Issue with CamemBERT tokenizer – inconsistency with subword prefix (▁) between pre-tokenization and training

Hello everyone,

I am working with CamemBERT and I am facing a strange issue with the tokenizer.

Here is my setup:

  • I am using CamembertTokenizerFast from Hugging Face.

  • I first perform a pre-tokenization step with the tokenizer (to store tokens or prepare data).

  • Later, I try to use these tokenized files for a classification task.

:backhand_index_pointing_right: The problem:
The special marker that indicates the beginning of a subword ( from SentencePiece) is not encoded in the same way when I pre-tokenize compared to what the model expects during training.
As a result, when I reuse my pre-tokenized files, the model does not recognize the subword boundaries properly (the “▁” is not treated as expected).

1 Like

In the case of SentencePiece tokenizer, it seems that the simplest method is to keep the raw text without pre-tokenizing and tokenize it just before use…

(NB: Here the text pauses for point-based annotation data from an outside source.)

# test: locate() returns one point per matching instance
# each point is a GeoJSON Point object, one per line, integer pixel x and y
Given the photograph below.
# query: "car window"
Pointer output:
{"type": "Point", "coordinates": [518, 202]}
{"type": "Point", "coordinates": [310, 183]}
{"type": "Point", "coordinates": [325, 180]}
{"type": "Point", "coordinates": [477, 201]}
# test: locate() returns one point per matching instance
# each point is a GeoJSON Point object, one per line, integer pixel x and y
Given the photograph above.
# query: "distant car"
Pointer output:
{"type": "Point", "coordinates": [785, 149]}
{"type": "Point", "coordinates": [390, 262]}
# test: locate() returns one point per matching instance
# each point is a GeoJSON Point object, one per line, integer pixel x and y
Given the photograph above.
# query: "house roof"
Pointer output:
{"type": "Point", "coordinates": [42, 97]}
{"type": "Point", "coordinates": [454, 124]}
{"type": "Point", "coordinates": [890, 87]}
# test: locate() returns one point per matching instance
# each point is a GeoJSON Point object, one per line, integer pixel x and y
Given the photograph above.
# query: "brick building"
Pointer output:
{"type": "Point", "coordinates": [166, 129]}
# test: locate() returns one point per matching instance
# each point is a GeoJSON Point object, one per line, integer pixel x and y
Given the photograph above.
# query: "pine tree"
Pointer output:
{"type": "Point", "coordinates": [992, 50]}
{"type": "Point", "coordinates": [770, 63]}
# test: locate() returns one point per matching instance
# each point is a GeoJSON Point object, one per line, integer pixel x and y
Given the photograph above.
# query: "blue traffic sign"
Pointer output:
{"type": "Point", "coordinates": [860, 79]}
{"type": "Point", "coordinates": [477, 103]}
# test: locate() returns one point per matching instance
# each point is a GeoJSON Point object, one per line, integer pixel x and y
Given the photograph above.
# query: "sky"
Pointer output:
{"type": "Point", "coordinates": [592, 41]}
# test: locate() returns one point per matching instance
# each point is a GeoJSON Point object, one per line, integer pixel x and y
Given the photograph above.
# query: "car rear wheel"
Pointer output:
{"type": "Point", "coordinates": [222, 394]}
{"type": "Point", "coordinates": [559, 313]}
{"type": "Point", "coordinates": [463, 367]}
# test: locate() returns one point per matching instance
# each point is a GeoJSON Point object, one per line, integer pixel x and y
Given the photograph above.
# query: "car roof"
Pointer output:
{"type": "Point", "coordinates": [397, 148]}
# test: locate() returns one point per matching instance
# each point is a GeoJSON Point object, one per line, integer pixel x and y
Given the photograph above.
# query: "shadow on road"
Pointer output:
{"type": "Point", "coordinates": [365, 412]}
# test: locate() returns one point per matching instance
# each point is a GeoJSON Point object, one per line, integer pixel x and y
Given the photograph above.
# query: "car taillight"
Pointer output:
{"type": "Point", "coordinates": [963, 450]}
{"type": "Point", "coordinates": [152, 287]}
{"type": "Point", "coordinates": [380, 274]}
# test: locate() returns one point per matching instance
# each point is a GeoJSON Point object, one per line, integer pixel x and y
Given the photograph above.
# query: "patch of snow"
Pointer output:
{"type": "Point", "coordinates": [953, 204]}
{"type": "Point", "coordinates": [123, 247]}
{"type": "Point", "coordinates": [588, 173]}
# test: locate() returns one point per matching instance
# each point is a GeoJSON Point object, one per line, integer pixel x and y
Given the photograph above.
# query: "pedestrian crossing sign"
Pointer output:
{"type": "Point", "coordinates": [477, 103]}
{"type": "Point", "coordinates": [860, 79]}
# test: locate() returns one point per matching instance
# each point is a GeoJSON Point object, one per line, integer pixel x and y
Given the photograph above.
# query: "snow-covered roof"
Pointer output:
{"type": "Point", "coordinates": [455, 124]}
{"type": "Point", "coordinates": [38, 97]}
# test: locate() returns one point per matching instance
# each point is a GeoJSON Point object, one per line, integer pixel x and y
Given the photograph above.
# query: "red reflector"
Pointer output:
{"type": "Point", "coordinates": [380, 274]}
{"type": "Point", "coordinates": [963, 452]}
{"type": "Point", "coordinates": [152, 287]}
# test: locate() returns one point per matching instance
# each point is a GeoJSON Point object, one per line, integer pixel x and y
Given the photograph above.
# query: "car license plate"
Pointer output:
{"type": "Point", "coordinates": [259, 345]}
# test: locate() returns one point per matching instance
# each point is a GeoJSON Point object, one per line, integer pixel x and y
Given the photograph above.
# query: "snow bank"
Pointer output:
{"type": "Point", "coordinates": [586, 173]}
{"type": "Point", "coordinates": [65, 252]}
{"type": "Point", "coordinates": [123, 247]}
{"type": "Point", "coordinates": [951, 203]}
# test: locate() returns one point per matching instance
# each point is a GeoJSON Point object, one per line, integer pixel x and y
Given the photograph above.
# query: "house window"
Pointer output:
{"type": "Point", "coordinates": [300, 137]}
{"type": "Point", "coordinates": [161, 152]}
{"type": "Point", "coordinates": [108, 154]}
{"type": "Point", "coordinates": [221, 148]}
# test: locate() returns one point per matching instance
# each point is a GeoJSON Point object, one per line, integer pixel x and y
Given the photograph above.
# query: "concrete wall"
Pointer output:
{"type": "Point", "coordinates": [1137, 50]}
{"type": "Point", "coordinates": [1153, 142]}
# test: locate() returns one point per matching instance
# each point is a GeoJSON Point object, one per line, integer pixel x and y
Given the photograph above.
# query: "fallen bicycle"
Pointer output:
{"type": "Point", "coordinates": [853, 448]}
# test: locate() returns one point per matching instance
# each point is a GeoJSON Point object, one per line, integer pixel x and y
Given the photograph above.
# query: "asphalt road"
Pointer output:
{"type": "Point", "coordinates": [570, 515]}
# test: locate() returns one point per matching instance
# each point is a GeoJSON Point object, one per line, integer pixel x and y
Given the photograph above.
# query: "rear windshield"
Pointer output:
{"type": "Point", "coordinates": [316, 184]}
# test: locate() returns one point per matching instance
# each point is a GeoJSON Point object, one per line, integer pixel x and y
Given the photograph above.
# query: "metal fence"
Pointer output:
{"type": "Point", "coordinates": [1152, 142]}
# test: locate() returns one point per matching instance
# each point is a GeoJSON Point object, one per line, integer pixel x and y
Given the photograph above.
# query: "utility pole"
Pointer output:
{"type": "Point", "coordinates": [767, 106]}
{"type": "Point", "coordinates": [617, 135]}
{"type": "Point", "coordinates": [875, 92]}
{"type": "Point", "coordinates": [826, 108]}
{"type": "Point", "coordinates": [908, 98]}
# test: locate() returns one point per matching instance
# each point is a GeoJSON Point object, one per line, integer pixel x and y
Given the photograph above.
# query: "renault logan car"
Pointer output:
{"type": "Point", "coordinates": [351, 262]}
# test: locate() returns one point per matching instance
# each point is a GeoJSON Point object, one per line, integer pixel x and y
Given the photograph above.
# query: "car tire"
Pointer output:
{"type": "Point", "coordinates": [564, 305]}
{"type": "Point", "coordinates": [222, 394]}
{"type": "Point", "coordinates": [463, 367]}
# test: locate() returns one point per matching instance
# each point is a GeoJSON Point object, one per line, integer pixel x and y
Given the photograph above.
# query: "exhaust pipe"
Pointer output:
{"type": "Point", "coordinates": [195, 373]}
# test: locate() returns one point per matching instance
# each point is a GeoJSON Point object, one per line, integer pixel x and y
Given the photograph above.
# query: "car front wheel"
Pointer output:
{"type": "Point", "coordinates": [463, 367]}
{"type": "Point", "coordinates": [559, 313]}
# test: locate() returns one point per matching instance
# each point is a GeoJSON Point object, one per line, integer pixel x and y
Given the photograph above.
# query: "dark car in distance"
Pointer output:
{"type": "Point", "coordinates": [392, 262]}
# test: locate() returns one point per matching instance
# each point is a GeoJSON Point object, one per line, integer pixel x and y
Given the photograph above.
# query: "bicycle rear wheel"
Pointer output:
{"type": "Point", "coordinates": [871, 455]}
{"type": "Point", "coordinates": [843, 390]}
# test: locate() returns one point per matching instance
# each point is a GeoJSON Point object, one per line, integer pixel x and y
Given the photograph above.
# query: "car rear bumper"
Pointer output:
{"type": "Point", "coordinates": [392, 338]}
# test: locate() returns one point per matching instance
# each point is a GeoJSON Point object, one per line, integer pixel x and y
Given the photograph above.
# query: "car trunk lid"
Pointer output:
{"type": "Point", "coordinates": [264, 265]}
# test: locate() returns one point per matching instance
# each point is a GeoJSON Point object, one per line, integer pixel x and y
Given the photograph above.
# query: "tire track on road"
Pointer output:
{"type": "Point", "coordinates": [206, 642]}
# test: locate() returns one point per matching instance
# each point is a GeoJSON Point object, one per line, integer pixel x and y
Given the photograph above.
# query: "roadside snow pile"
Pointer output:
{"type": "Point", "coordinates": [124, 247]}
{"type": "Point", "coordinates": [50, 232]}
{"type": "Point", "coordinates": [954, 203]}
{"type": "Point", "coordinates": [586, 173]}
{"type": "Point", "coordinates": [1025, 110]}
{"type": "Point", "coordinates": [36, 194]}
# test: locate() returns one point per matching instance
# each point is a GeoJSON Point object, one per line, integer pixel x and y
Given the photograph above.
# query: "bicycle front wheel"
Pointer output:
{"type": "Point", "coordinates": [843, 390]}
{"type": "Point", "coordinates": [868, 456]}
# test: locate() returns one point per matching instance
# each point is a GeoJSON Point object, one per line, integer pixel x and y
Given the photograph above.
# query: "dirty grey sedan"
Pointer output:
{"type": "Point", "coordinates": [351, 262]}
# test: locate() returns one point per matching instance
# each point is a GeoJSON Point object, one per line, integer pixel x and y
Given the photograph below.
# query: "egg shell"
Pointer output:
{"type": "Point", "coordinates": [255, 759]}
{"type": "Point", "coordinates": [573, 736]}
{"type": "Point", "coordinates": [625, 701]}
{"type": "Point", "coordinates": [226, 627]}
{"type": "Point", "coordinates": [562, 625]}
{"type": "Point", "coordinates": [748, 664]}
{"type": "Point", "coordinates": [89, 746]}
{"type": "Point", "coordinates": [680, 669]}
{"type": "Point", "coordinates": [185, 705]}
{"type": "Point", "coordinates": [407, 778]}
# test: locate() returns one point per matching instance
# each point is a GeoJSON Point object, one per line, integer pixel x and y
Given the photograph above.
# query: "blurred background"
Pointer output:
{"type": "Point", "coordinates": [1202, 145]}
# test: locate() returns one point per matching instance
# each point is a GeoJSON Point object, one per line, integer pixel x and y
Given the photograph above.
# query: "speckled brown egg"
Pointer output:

# pip install -U transformers
# https://github.com/huggingface/transformers/issues/5087
# https://github.com/huggingface/transformers/issues/12308
# https://discuss.huggingface.co/t/added-tokens-not-decoding-with-spaces/10883
from transformers import AutoTokenizer
tok = AutoTokenizer.from_pretrained("camembert-base")

# A no-space string that splits into multiple subpieces
text = "anticonstitutionnellement"

# Baseline: raw text → ids
ids_raw = tok(text, add_special_tokens=True)["input_ids"]

# Precompute subword strings (first piece starts with '▁', suffix pieces don't)
pieces = tok.tokenize(text)
assert any(not p.startswith("▁") for p in pieces), pieces  # ensure true subwording

# ✅ Correct reuse of pre-tokenized subword STRINGS: map directly to ids, then add specials
ids_right = tok.build_inputs_with_special_tokens(tok.convert_tokens_to_ids(pieces))

# ❌ Wrong 1: re-tokenize subword strings as if they were text (adds spaces, changes boundaries)
ids_wrong_text = tok(" ".join(pieces), add_special_tokens=True)["input_ids"]

# ❌ Wrong 2: treat subword strings as "words" (this flag expects words; it will re-tokenize)
ids_wrong_words = tok(pieces, is_split_into_words=True, add_special_tokens=True)["input_ids"]

print("pieces:", pieces) # pieces: ['▁anti', 'c', 'onstitutionnelle', 'ment']
print("raw == right      ?", ids_raw == ids_right) # raw == right      ? True
print("raw == wrong_text ?", ids_raw == ids_wrong_text) # raw == wrong_text ? False
print("raw == wrong_words?", ids_raw == ids_wrong_words) # raw == wrong_words? False
1 Like